1828 - Aug. 3, 1912
|Mrs. Fannie Stayton was born in Kentucky and moved with her husband, J. D. . Stayton, to Louisiana, and there with him took part in the various appointments given them in the Louisiana Conference. She often felt that the work was hard and required great sacrifice, work, and suffering; for the mode of traveling from appointment to appointment was not, as now, by trains of cars, but often by private conveyances, such as wagons, carriages, or buggies. She did not murmur, but, like the heroine she was, stayed by Brother Stayton and assisted him in the great work of the itinerancy until, over twenty-five years ago, he fell at his post, near Coushatta.

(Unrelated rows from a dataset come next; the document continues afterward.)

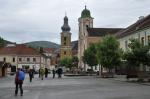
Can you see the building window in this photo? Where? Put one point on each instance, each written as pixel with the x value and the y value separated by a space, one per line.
pixel 142 40
pixel 4 59
pixel 64 52
pixel 28 59
pixel 20 59
pixel 13 59
pixel 64 43
pixel 34 59
pixel 65 38
pixel 148 38
pixel 126 44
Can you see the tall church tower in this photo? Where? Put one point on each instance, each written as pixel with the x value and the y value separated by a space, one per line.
pixel 65 50
pixel 85 21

Here, being left a widow with several children, she managed to give them a liberal education and reared them to manhood and womanhood. By economy and good management she also provided herself and them a comfortable home, where, with a little help she received from the Conference, she lived in tolerable comfort. She always felt that her house was the preachers' home, and wanted them to feel so. She loved to entertain them and wanted them to visit her. About a year before she died she was visited by the presiding elder accompanying the writer, who was then her pastor. The visit she appreciated very much, and she joined in the prayer very earnestly. The writer, as pastor, visited her quite often, and always found her glad to receive him and his wife as often as they could come, still insisting on their coming oftener. Her health began to fail her a little over a year before she died, though she kept going. During this time she would say she would be glad if the time would come for her to go, for she was ready and anxious to go to her heavenly home. She constantly trusted her blessed Saviour. Being asked several times by her pastor if she was prepared to go to her reward, she would always say that she was ready.

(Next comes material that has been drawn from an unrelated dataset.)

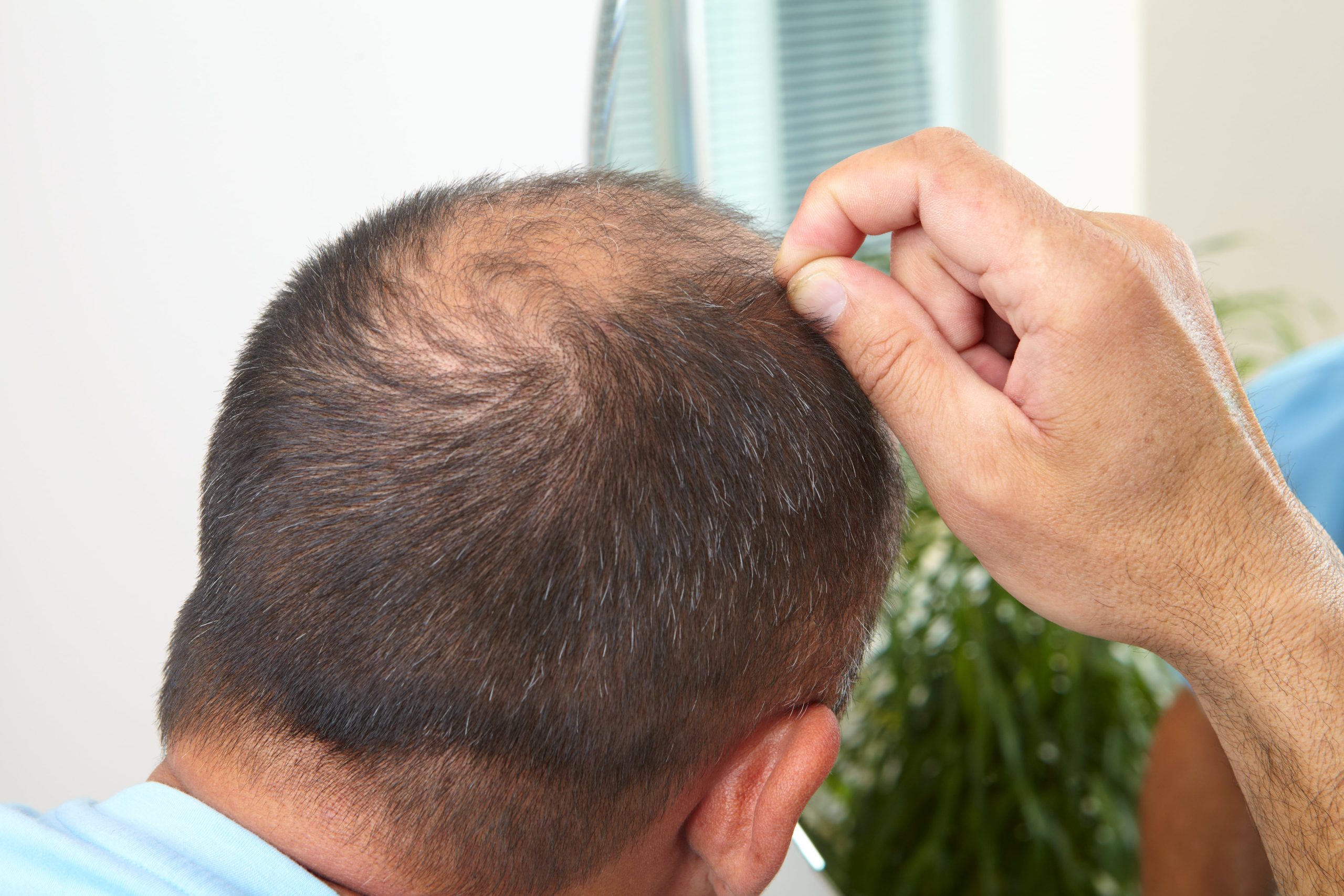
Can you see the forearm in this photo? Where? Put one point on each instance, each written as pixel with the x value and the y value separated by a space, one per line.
pixel 1273 690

She was confined to her bed a week or so before she died. During this time, if asked how it was with her, she would always say: "All right." A few days before death came she became paralyzed in her right side, which affected her tongue. On being asked by her pastor if she was still ready to go home to glory, she tried to talk but could not articulate plainly, but indicated that she was ready and waiting. She, died on the 4th of August, 1912. We buried her in the Springville Cemetery on August.5.
She was a grand Christian woman, and was distressed to see the people so indifferent to
Church and Church work. Let us follow her as she followed Christ Jesus our Lord and meet her in glory. She was about eighty-four years of age.